Así lo ha visto y sentido la tradición cristiana al presentarla como Madre de Merced (la que sufre el dolor de los cautivos), Virgen de Misericordia o Madre de Desamparados, es decir, de todos aquellos que no tienen familia o cobijo, libertad o fiesta, pan o justicia sobre el mundo. La imagen de la caracola marina ha de ampliarse: la espada que atraviesa el alma de María es la pasión de todos las pasiones de la tierra. Ella es por tanto Virgen de Dolores.
Pero ella no sufre para desvanecerse, entrando así en neurosis destructiva: sufre de manera creadora y convierte su dolor en trauma de más alto alumbramiento. No es inútil su espada, no es infértil su llanto. La siembra del dolor se ha convertido dentro de su alma en gran cosecha redentora: ha transformado el llanto en germen de bienaventuranza (como sabe Lc 6,21).
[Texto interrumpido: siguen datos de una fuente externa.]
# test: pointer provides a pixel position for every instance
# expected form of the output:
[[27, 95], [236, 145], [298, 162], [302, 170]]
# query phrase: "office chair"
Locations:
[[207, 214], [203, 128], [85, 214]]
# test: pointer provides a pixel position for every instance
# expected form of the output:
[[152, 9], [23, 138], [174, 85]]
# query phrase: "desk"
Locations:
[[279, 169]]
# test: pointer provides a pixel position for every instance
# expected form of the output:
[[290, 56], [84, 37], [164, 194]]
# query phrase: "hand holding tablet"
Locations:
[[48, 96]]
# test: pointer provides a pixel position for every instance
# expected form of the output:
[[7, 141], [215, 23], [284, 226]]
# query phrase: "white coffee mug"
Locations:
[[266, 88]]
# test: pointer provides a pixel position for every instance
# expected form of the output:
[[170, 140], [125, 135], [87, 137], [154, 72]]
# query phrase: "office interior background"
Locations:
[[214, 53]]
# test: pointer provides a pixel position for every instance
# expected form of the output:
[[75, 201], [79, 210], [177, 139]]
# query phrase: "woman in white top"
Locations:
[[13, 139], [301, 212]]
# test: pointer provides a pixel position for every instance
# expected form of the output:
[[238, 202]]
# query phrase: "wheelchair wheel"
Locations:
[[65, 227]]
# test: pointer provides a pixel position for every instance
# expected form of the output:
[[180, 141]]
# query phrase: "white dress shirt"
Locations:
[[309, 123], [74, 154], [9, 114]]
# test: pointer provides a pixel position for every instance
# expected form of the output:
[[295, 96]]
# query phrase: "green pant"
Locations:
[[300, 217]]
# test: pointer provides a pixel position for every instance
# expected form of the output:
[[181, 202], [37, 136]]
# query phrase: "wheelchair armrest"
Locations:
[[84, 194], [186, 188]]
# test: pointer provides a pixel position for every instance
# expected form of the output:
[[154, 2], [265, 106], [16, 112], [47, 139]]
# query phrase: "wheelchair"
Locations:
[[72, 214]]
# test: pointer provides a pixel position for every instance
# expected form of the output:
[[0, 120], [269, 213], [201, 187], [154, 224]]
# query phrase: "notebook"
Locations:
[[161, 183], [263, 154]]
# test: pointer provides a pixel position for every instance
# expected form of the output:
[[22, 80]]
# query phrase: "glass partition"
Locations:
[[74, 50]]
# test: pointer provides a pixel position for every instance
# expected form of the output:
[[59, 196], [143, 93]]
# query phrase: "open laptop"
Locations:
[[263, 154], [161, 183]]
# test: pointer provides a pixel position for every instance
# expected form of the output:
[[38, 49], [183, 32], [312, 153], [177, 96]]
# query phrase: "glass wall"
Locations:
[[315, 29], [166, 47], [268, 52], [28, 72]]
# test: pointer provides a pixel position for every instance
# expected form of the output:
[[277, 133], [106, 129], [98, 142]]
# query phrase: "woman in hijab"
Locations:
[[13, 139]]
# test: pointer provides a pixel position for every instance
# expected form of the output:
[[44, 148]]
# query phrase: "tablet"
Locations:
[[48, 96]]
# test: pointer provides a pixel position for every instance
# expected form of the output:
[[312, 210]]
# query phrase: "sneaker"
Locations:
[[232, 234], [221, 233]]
Todos los devotos de María deben traducir su devoción en gesto de amor fuerte en favor de los desamparados, afligidos y cautivos de la tierra. Quien sólo es devoto aisladamente no es aún devoto de María. Quien se limita a rezarla sin más no la reza todavía. Sólo es devoto y alaba de verdad el que se pone, al mismo tiempo, a su servicio, es decir, al servicio de un amor que da de comer a sus hijos hambrientos, que visita y redime a los cautivos, que consuela a los desamparados.